The Global System for Mobile Communications (GSM) is the world's most popular standard for mobile communications systems. The technical features of GSM are defined by a large number of interrelated and mutually dependent specifications published by the ETSI standardization organization. Generally, for communicating with a mobile station (also referred to as a mobile or cellular phone) via a public land mobile network (PLMN) implemented according to the GSM specifications requires a secure identification element called subscriber identity module (SIM), usually in the form of a smart card. The SIM contains subscription data for authenticating and identifying the subscriber of the PLMN, including in particular the International Mobile Security Identity (IMSI) and the authentication key Ki.

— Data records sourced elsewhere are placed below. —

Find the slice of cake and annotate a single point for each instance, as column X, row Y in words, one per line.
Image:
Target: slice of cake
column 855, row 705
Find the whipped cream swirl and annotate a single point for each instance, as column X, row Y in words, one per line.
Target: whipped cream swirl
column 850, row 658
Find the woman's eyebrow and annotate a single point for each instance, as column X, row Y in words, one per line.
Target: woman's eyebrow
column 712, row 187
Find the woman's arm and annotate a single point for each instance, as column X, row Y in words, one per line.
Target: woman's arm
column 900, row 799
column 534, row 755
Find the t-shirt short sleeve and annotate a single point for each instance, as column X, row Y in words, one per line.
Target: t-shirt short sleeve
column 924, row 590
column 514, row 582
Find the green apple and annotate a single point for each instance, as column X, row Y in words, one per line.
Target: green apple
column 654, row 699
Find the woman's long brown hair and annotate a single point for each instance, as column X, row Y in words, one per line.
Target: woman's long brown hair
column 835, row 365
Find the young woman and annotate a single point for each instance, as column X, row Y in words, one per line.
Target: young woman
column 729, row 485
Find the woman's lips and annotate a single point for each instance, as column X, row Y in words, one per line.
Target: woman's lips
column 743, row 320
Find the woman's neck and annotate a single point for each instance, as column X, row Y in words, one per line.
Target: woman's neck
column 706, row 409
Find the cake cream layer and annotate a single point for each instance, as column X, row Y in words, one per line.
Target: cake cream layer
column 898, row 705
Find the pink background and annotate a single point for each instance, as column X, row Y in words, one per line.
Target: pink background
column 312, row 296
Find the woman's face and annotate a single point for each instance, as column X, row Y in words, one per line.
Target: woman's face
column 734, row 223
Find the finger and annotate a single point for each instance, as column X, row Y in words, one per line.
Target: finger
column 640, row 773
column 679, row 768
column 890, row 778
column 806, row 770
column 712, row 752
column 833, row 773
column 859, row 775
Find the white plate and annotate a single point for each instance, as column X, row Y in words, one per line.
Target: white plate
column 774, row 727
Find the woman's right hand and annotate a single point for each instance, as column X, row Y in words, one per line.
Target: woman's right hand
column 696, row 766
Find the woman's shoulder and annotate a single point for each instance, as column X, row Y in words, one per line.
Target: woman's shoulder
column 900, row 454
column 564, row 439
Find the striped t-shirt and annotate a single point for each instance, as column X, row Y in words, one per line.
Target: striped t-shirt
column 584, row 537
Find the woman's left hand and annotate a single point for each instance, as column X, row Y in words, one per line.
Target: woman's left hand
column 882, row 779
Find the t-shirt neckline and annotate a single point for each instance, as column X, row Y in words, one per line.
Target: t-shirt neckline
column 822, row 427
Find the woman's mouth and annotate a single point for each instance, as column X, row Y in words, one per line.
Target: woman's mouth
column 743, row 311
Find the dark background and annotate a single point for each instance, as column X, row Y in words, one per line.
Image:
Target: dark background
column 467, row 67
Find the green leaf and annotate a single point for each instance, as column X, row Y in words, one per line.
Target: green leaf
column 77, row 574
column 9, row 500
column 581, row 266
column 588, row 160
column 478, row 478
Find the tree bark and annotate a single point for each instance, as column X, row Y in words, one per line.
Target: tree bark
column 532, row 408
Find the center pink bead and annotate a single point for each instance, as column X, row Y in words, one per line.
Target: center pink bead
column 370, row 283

This network-specific information is generally stored on the SIM by the PLMN operator or the SIM manufacturer during a SIM personalization process prior to providing the subscriber with his SIM. A nonpersonalized SIM is generally not suited for use in a mobile phone, i.e. the use of the services provided by a PLNM with a nonpersonalized SIM is not possible.
According to the GSM standard the IMSI stored on the SIM is a number with up to 15 digits that allows for an internationally unique identification of the subscriber. The first 3 digits of the IMSI number represent the Mobile Country Code (MCC), the next 2 or 3 digits represent the Mobile Network Code (MNC), and the remaining digits (up to 10) represent the mobile station identification number (MSIN) assigned by the PLMN operator. The IMSI number allows the operator of the PLMN to identify a subscriber and to provide the subscriber with those services he has subscribed to.
The authentication key Ki is a 128-bit data element for authenticating the SIM contained in a mobile phone with respect to the PLMN. The authentication key Ki is paired with a specific IMSI number during the SIM personalization process. For security reasons the authentication key Ki is only stored on the SIM and on a database of the PLMN called authentication center (AUC).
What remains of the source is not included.